The mtu: parameter may be an arbitrary interface name, in
which case the MTU value for that interface is used. This is useful for
(eg) advertising the MTU of a WAN interface on the other interfaces of a
router.
- --dhcp-reply-delay=[tag:<tag>,]<integer>
- Delays sending DHCPOFFER and PROXYDHCP replies for at least the specified
number of seconds. This can be used as workaround for bugs in PXE boot
firmware that does not function properly when receiving an instant reply.
This option takes into account the time already spent waiting (e.g.
performing ping check) if any.
- --enable-tftp[=<interface>[,<interface>]]
- Enable the TFTP server function. This is deliberately limited to that
needed to net-boot a client. Only reading is allowed; the tsize and
blksize extensions are supported (tsize is only supported in octet mode).
Without an argument, the TFTP service is provided to the same set of
interfaces as DHCP service. If the list of interfaces is provided, that
defines which interfaces receive TFTP service.
- --tftp-root=<directory>[,<interface>]
- Look for files to transfer using TFTP relative to the given directory.

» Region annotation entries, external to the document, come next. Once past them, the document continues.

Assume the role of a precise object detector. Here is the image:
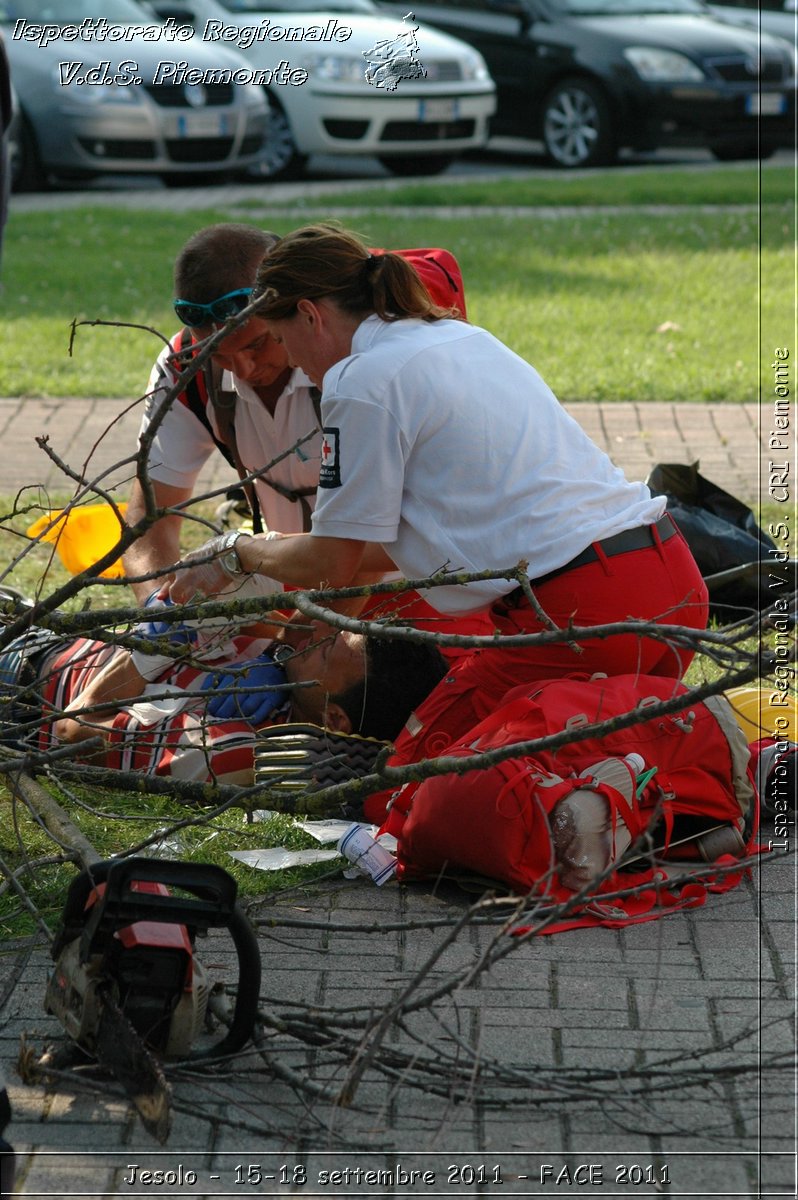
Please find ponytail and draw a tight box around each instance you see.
[256,223,450,320]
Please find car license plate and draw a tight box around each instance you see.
[745,91,787,116]
[419,100,457,125]
[170,113,228,138]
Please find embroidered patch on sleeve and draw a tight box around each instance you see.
[319,425,341,487]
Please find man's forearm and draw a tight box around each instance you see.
[122,482,191,604]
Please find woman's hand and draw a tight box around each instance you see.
[164,533,246,604]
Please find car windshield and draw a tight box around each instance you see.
[552,0,707,17]
[216,0,379,13]
[0,0,152,25]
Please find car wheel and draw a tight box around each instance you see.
[245,91,307,182]
[11,113,48,192]
[542,79,618,167]
[379,154,455,175]
[709,142,775,162]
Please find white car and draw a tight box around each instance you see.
[0,0,269,191]
[139,0,496,179]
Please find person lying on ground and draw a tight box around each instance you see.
[170,223,707,758]
[122,223,484,656]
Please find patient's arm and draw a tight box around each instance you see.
[53,649,146,745]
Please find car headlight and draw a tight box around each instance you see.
[52,62,140,104]
[302,54,366,83]
[461,50,491,83]
[624,46,704,83]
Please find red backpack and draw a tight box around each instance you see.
[390,676,756,916]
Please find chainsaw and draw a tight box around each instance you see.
[44,858,260,1142]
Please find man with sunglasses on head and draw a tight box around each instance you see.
[124,223,320,604]
[124,223,472,614]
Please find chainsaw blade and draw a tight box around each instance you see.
[96,996,172,1146]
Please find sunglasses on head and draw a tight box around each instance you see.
[174,288,252,329]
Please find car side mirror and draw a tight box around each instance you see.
[487,0,535,34]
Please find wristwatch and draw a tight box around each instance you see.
[218,529,251,576]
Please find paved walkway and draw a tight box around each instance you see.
[0,386,782,1200]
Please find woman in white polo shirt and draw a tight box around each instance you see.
[172,224,707,734]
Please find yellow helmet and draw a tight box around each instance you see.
[724,686,798,743]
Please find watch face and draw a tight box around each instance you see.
[222,548,241,575]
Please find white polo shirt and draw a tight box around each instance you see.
[313,316,665,613]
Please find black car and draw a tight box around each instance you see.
[379,0,796,167]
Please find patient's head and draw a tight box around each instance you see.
[286,623,446,742]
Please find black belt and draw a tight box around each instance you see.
[530,512,678,588]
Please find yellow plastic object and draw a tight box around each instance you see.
[724,688,798,743]
[28,504,127,580]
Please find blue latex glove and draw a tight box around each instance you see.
[133,592,197,646]
[202,654,286,725]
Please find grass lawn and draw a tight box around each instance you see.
[0,169,794,402]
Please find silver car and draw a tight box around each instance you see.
[0,0,268,190]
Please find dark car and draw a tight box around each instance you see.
[379,0,796,167]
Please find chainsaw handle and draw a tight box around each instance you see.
[186,904,260,1062]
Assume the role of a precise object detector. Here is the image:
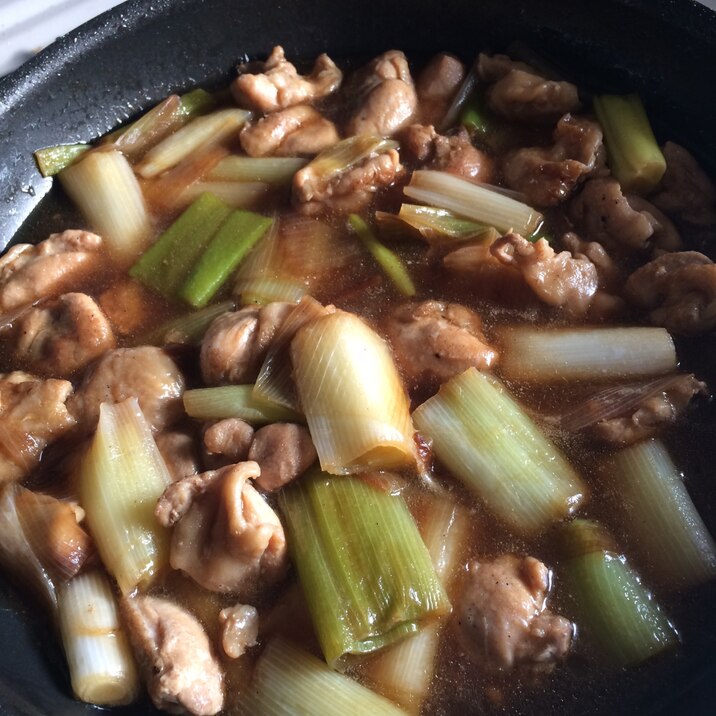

When this is set, TFTP paths which include ".." are rejected, to
stop clients getting outside the specified root. Absolute paths (starting
with /) are allowed, but they must be within the tftp-root. If the
optional interface argument is given, the directory is only used for TFTP
requests via that interface.
- --tftp-no-fail
- Do not abort startup if specified tftp root directories are
inaccessible.
- --tftp-unique-root[=ip|mac]
- Add the IP or hardware address of the TFTP client as a path component on
the end of the TFTP-root. Only valid if a --tftp-root is set and
the directory exists. Defaults to adding IP address (in standard
dotted-quad format). For instance, if --tftp-root is
"/tftp" and client 1.2.3.4 requests file "myfile" then
the effective path will be "/tftp/1.2.3.4/myfile" if
/tftp/1.2.3.4 exists or /tftp/myfile otherwise. When "=mac" is
specified it will append the MAC address instead, using lowercase zero
padded digits separated by dashes, e.g.: 01-02-03-04-aa-bb Note that
resolving MAC addresses is only possible if the client is in the local
network or obtained a DHCP lease from us.
- --tftp-secure
- Enable TFTP secure mode: without this, any file which is readable by the
dnsmasq process under normal unix access-control rules is available via
TFTP. When the --tftp-secure flag is given, only files owned by the
user running the dnsmasq process are accessible. If dnsmasq is being run
as root, different rules apply: --tftp-secure has no effect, but
only files which have the world-readable bit set are accessible. It is not
recommended to run dnsmasq as root with TFTP enabled, and certainly not
without specifying --tftp-root. Doing so can expose any
world-readable file on the server to any host on the net.
- --tftp-lowercase
- Convert filenames in TFTP requests to all lowercase. This is useful for
requests from Windows machines, which have case-insensitive filesystems
and tend to play fast-and-loose with case in filenames. Note that
dnsmasq's tftp server always converts "\" to "/" in
filenames.
- --tftp-max=<connections>
- Set the maximum number of concurrent TFTP connections allowed. This
defaults to 50. When serving a large number of TFTP connections,
per-process file descriptor limits may be encountered. Dnsmasq needs one
file descriptor for each concurrent TFTP connection and one file
descriptor per unique file (plus a few others). So serving the same file
simultaneously to n clients will use require about n + 10 file
descriptors, serving different files simultaneously to n clients will
require about (2*n) + 10 descriptors. If --tftp-port-range is
given, that can affect the number of concurrent connections.
- --tftp-mtu=<mtu size>
- Use size as the ceiling of the MTU supported by the intervening network
when negotiating TFTP blocksize, overriding the MTU setting of the local
interface if it is larger.
- --tftp-no-blocksize
- Stop the TFTP server from negotiating the "blocksize" option
with a client. Some buggy clients request this option but then behave
badly when it is granted.
- --tftp-port-range=<start>,<end>
- A TFTP server listens on a well-known port (69) for connection initiation,
but it also uses a dynamically-allocated port for each connection.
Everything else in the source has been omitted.